Revealed Truth
Revealed Truth
Neville Goddard 11-03-1969
When the Rev. Dr. Trusler criticized Blake, saying he needed someone to elucidate his ideas, Blake replied: “You ought to know that what is grand is necessarily obscure to the weak. You also ought to know that what can be made explicit to the idiot is not worth my care. The wisest of the Ancients considered what is not too explicit as fittest for instruction because it rouses the faculties to act. I name Moses, Solomon, Aesop, Homer, Plato.” Then he asked this question: “Why is the Bible more entertaining and instructive than any book? Is it not because it is addressed to the imagination which is spiritual sensation and only but immediately to the understanding or reason?”
Tonight I will ask you a riddle based upon scripture and try to solve it for you. What is it that becomes its own grandson and vice versa? And how can the Divine Creator be my Father, yet my child? Now this riddle is not addressed to the reasonable and logical mind, but to the human imagination, as its answer must be revealed.
Let us turn to the Book of Isaiah. In the 7th chapter we are told: “The Lord himself will give you a sign. Behold a maiden will conceive and bring forth a son and call his name Immanuel, which means God is in us.” (This is confirmed in the New Testament as: “The Kingdom of God is within.”)
Now, in the 9th chapter of Isaiah, we read: “Unto us a child is born and his name shall be called the Everlasting Father.” So what we, individualized, will bring forth as a sign, is a child whose name is Everlasting Father; therefore are we not bringing forth that which created us? Here we see the Everlasting Father and the child are one, for that is the child’s name. He is the Everlasting Father, the self-existent, ever-created being who created and sustains the universe, and we are told that we will bring him forth as our child.
Now let us turn to the 11th chapter of Isaiah, where we read: “There shall come forth a shoot out of Jesse, a branch shall grow out of his roots and the branch will be the ruler of all.”

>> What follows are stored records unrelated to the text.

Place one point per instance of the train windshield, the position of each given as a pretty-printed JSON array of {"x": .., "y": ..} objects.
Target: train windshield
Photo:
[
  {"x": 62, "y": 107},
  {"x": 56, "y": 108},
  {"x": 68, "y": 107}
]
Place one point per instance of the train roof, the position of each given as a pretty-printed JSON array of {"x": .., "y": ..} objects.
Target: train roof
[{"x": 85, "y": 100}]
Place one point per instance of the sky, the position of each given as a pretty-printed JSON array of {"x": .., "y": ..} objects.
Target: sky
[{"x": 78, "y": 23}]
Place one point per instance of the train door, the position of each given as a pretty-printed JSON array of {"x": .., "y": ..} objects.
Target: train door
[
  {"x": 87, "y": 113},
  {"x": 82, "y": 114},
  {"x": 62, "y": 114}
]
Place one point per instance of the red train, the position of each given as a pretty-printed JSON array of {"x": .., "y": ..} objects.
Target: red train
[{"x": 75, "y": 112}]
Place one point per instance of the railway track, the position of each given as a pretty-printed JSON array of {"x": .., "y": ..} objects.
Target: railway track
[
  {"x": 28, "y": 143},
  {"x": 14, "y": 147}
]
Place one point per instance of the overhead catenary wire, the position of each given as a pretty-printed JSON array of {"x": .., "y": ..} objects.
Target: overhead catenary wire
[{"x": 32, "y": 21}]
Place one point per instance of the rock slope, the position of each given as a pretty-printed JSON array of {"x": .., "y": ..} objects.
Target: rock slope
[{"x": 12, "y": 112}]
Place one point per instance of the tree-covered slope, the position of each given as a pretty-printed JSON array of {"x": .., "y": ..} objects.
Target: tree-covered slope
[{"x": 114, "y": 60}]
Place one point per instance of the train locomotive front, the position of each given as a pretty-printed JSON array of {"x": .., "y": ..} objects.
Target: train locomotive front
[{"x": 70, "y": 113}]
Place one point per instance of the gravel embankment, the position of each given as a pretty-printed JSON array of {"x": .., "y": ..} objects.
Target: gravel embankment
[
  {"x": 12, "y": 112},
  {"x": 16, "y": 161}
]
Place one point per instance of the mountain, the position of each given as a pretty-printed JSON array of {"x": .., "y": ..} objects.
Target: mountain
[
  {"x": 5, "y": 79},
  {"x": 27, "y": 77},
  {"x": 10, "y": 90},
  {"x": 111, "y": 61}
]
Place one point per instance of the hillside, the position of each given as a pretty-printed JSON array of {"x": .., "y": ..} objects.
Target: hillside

The riddle’s solution can be found in the names. “Jesse” means “I AM”, which is the eternal, everlasting name of God. The shoot which comes out of Jesse is his son, David, and out of David comes a branch who is one with his grandfather. In the 20th chapter of the Book of Luke, the 43rd and 44th verses, this same riddle is asked but not answered: “How can the scribes say that the Christ is the son of David, when David, in the Spirit, calls him Lord?” Let me take these passages and put them together for you.
The son is Immanuel, meaning “God is in us.” His Father is David, the beloved, and his grandfather is Jesse, who is I AM, the Everlasting Father. Here we find three separate generations, as it were, yet the son is one with the grandfather.
Now let us unriddle the riddle. David is called the beloved. He is the personification of all the generations of humanity, and their experiences. It is out of David that God begets himself, for the dream is nothing more than the reproduction of the Divine Imagination in the human imagination. There is not a thing in the world but God, who is reproducing himself in humanity. God (Divine Imagination) is wearing the masks of humanity in order to experience its horrors, so in that sense humanity is his son. And when the journey is over for the individualized God, his experiences fuse into a single youth, whom he recognizes as his son, David. Then out of David (humanity) comes which would be the grandson, who is one with the individual, now the grandfather. So the riddle is this: Who becomes his own grandson who becomes the grandfather? Divine imagination!